図5は自由液面(15)が真空タンク天井(13)より低い場合の実施例を示す。真空タンク(5)の汚水の水位が上昇しても、汚水は真空タンク天井(13)と接触しない。
図6の実施例は従来技術と同様に移送管(12)に真空弁(2)を設置するが移送管(12)が2個以上の真空トイレを設置し大容量とした真空タンク(5)へ接続する事が異なる。図7の実施例は図6の移送管(12)を一カ所にまとめた実施例を示す。図6と同様に移送管(12)の移送先が従来技術と異なる。
図8は小型化した真空タンク(5)を1個とした場合の実施例を示す。真空タンクに貯留した汚水は、真空破壊弁(8)を開き、自然流下で排水弁(7)より汚水タンク(23)へ流出する。汚水タンク(23)の汚水は汚水タンク(23)に設置したハッチ(25)より排出される。この事により、真空度の高い真空タンク(5)を小型化し、汚水を大気圧で貯留できる。
図9は小型化した真空タンク(5)を2個とした場合の実施例を示す、真空タンク(5)を2個設置する事により、真空トイレが連続で使用可能となる。
図10では洗浄水を高架水槽より供給する場合を示す。
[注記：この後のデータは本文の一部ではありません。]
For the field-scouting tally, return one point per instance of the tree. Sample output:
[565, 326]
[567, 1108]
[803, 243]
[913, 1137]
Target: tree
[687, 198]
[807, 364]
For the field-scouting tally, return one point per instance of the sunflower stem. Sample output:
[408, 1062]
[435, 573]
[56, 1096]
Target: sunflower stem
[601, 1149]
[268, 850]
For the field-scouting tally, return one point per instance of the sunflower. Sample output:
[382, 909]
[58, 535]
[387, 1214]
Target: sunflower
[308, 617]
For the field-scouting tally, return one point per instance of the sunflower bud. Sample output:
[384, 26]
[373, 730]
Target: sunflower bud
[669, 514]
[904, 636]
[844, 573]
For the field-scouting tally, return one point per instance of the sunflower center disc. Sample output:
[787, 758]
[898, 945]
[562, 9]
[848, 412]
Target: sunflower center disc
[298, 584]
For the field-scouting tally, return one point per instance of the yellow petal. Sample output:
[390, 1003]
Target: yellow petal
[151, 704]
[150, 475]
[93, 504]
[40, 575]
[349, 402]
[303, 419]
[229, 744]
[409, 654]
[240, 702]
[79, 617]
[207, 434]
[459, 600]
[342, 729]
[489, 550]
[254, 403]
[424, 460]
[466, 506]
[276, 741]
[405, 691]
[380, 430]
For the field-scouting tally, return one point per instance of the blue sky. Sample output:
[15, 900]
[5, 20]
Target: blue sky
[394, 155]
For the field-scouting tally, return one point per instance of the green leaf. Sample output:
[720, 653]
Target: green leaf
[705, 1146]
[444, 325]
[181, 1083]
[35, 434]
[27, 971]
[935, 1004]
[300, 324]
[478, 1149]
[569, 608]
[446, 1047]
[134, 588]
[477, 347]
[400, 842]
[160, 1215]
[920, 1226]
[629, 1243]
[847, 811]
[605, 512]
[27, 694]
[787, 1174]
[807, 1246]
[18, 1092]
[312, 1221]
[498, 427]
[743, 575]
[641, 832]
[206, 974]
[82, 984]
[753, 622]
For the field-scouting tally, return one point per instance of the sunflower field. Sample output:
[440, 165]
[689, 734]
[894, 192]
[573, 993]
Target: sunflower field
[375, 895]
洗浄水は給水タンクより高架水槽(17)へ供給される。高架水槽は1個の定水位弁(16)と1個のメイン水槽(18)と真空トイレと同じ数のサブ水槽(19)により構成される。この系列を2系統以上に分割することもできる。サブ水槽(19)には、洗浄水がメイン水槽(18)よりサブ水槽(19)へ流入する入口穴(20)と洗浄水がサブ水槽(19)より洗浄水弁(4)へ流出する出口穴(21)がある。入口穴(20)の断面積=D1、水位差=H1、出口穴(21)のの断面積=D2、水位差=H2とすると、断面積はD1<D2、穴を通過する水深はH1<H2の関係が有り、洗浄水弁(4)が開くとサブ水槽(19)内の洗浄水は出口穴(21)より真空トイレへ供給され、サブ水槽(19)の水位は低下する。その後、サブ水槽(19)内の洗浄水はメイン水槽(18)より入口穴(21)を通過し供給される。メイン水槽(18)の水位が低下すると、定水位弁(16)が開き給水タンク(9)より洗浄水は供給される。この事により、サブ水槽(19)の容量に相当する一定量の洗浄水が真空トイレに流出することができる。高圧の洗浄水が執ような場合は、サブ水槽(19)の上部よりコンプレッサー(10)の空気圧を昇圧弁(26)より供給し、洗浄水を昇圧する。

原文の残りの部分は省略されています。